You write that being a Christian political witness is really about “holding worldly power to account.” But you also write that the church has often remained unaware of this aspect of its calling. What do you mean?

The church is called not to be chaplain to the empire, not to be a department of the state. But we are called to occasionally say to the emperor, the king, the prime minister, the president, “This is not wise. This is not just. This is an idol. This is a grave sin.” So that’s what I think it means to speak truth to power in the halls of power.

When we’re talking about faith going up against power and notions of law and order, many fail to acknowledge that the concept of justice originates in the Bible.
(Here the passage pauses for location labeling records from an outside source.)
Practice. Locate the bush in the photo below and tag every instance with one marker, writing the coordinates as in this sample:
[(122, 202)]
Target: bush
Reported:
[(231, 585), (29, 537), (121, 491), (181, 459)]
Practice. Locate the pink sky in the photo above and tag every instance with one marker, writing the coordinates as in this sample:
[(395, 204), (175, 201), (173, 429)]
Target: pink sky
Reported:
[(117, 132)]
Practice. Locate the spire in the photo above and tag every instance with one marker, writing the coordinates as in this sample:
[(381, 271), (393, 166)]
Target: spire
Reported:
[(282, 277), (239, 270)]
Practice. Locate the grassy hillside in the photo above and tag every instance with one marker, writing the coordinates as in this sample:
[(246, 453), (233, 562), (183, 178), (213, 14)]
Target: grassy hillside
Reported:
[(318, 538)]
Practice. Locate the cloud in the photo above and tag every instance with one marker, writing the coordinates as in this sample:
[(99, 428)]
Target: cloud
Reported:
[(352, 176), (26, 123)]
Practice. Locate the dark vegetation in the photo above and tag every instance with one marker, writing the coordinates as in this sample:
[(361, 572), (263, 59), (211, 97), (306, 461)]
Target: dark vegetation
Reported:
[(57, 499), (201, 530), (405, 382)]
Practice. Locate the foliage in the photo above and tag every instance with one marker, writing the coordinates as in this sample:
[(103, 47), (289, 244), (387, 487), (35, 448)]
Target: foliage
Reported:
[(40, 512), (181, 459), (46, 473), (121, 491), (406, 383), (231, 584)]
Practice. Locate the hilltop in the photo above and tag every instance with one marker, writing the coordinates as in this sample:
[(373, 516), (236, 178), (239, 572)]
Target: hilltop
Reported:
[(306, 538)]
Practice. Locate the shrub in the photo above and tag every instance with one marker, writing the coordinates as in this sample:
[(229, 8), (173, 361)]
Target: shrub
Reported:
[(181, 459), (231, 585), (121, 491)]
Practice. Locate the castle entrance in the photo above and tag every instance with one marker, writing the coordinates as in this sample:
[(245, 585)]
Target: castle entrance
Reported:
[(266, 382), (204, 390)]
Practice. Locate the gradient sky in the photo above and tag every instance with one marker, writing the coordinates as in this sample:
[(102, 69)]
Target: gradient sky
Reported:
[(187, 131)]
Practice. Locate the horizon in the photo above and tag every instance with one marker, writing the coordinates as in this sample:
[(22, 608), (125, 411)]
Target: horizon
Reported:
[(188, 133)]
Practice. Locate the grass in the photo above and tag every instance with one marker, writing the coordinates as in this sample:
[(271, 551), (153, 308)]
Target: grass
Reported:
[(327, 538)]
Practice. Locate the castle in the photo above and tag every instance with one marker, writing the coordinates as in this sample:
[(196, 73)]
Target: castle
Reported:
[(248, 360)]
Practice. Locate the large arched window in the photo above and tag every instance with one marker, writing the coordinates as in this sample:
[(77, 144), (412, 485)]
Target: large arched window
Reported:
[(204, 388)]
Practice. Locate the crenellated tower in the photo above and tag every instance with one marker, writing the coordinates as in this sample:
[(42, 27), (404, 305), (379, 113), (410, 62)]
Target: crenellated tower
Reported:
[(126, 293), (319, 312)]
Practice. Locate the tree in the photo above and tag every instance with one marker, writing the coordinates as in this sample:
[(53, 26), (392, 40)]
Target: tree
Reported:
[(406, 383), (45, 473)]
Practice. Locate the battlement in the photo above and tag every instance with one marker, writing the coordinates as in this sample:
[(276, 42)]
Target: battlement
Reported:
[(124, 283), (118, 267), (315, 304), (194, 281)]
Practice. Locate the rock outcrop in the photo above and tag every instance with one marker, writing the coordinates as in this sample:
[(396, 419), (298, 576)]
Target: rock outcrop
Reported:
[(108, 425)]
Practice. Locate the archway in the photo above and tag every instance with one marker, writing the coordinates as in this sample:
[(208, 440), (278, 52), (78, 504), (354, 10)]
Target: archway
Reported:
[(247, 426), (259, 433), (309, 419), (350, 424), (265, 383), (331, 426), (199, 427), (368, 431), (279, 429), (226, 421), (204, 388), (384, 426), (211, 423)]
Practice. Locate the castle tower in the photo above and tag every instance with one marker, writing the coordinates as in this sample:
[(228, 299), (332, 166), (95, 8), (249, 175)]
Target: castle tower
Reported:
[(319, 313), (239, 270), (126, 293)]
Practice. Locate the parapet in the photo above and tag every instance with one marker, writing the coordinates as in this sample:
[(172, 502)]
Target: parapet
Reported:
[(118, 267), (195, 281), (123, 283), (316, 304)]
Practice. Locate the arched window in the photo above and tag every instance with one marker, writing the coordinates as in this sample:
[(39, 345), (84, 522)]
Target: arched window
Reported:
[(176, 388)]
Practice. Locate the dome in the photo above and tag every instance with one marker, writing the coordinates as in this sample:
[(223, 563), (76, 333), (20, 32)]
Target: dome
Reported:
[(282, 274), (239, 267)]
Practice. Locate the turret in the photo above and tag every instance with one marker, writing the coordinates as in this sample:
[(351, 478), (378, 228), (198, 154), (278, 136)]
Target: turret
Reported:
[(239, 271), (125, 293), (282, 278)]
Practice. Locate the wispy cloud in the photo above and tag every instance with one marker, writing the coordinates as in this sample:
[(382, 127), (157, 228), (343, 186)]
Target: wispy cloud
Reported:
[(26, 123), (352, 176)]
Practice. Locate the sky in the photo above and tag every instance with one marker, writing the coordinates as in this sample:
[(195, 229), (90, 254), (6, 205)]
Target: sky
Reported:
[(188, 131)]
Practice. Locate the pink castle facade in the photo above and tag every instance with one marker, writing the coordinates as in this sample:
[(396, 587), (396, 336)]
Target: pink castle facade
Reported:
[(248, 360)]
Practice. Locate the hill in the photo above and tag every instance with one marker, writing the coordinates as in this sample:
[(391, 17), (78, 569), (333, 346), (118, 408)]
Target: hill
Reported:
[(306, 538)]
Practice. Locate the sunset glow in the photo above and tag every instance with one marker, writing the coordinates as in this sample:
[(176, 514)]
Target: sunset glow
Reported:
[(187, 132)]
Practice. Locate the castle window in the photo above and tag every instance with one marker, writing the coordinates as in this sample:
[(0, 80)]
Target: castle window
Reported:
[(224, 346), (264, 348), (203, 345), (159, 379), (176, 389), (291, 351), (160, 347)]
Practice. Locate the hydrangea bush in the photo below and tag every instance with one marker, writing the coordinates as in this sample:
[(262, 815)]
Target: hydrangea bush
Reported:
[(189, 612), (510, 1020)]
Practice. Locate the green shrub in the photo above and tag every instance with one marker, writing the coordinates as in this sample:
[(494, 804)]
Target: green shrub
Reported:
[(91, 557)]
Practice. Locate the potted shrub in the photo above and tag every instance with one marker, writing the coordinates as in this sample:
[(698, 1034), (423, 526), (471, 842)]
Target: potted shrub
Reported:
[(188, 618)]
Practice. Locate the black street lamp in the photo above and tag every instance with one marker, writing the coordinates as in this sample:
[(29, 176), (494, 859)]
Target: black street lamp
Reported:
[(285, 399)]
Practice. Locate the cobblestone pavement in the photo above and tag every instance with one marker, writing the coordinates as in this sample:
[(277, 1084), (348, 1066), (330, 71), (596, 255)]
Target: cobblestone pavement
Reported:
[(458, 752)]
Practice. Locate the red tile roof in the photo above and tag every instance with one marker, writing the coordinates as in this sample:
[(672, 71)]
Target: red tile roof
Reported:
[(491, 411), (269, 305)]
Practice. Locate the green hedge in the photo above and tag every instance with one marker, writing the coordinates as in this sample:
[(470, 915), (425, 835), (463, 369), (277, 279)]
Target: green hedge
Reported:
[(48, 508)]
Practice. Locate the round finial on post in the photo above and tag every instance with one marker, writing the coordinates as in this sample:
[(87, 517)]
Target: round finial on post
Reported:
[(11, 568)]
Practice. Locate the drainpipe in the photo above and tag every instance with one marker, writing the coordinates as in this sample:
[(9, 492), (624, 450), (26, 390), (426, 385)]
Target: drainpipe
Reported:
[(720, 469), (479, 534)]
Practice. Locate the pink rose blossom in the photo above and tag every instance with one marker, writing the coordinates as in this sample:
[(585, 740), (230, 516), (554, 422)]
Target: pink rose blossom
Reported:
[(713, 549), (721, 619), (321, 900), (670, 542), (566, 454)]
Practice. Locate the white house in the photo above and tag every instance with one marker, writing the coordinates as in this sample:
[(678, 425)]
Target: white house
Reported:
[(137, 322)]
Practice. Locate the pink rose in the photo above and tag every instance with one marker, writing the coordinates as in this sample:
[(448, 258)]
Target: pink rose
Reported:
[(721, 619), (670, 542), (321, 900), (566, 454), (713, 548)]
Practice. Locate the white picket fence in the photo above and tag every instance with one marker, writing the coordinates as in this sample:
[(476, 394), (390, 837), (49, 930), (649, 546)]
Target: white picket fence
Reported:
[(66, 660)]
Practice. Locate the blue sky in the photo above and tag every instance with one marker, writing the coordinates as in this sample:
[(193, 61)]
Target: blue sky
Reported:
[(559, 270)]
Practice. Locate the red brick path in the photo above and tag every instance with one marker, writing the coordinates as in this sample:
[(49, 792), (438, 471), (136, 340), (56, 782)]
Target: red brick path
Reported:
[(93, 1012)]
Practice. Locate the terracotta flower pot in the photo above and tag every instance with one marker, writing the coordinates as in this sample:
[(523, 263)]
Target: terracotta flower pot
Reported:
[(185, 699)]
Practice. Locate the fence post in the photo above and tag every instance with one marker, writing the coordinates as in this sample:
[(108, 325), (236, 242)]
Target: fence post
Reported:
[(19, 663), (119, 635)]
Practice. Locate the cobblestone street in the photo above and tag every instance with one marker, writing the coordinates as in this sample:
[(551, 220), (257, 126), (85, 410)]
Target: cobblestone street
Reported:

That’s exactly right. Order only comes because there’s a God who wants the world to be orderly ordered. I mean, it’s a bit of a tautology, I know. But again, God wants government, not pure anarchy. And we’ve got to have law. We’ve got to have order. But we’ve also got to have love and liberty to balance it out. And that’s why there’s wisdom in the biblical tradition to help us understand the balance between the two.

While you say Christianity must advise government you also say Christian influence on government should never be absolute. Correct?

That’s correct. I mean, we don’t want to create a theocracy because that’s bad for Christianity. It’s bad for the state. It leads to a superficial Christianity where people merely feign or pretend to be Christians, so they can get access to power or benefits. You know, being in a Christianized society is shallow at best, and, at worst, it turns Christianity into a huge iron grip that then presses down on other groups, whether that’s nonbelievers, Muslims, Buddhists, all the other religions of the world. And you’ve always got the problem of which type of Christianity should be hegemonic.

Can you explain your point about “civic totalism” and how that applies to where we are today?

Civic totalism is a term created by the American political philosopher Stephen Macedo. And basically what it refers to is the idea of a government that believes it is invested with the authority to direct its citizens toward goals, targets and values, which are congruent with a progressive state. In other words, if the state doesn’t like your religion, it can ask you to change your religion and get with the state’s program. Or if it doesn’t like the social media sites or the new sites that you like reading, it can take them down or can stop you from sharing them — that kind of thing.

It’s basically a government that believes it has the right to use somewhat more coercive and intrusive tactics to make sure that everyone in the state is getting with the state’s program and objectives. Religion can interfere with that a little bit because people might be more loyal to their God than they are to the state.

That sounds very familiar. This book is a call to action to Christians in a world that you describe as perilous. What are your fears about not being able to rouse enough to become more vocal and fight back in a nonviolent way?

It’ll be different if we can or if we won’t. I do think we need to stand up against anything that is authoritarian. … In some places it can mean protesting in the streets. Other places, it may mean fleeing the country. Other times, it may mean trying to create your own subversive political or — dare I say — paramilitary entities, where you’re trying to stop a government from committing ethnic genocide or something like that. We should be able to discern in the precincts of our own conscience what that means in any given location. It’s going to be different all the time.

It’s hard to be prescriptive because every local circumstance is different … which calls for different types of resistance. I think we can be subversive without being violent. That’s one of the key things I said in the book.

Note: Questions and answers from the video interview may have been edited and condensed to remove random utterances, such as pauses or filler words that are a part of speech, and for brevity and clarity.